Ex-Qwest chief gets 6 years for stock sale

By Sandy Shore
Associated Press

DENVER — Joe Nacchio, the former Qwest Communications chief who was forced to resign during a multibillion-dollar accounting scandal, was sentenced to six years in prison yesterday for illegally selling $52 million in stock while not telling investors that his telecommunications company faced serious financial risks.

Nacchio was ordered to forfeit the $52 million within 15 days. He received a maximum $19 million fine and two years' probation after he serves his sentence. Once a federal prison is chosen for him, he is to report within 15 days.

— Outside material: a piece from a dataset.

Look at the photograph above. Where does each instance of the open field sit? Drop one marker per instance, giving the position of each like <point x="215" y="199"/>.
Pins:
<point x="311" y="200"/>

He was denied bail while he appeals his conviction.

"The crimes the defendant has been found guilty of are crimes of overarching greed," declared U.S. District Judge Edward Nottingham as Nacchio stood before him.

Nacchio, 58, a former AT&T executive, is the latest in a string of former top-level executives to be convicted in recent corporate fraud scandals at companies like Enron and WorldCom. He had faced a maximum term of seven years, five months.

The case grew out of the accounting scandal in which federal regulators said Qwest falsely reported fiber-optic capacity sales as recurring instead of one-time revenue between April 1999 and March 2002. They said the practices allowed the company to improperly report about $3 billion in revenue.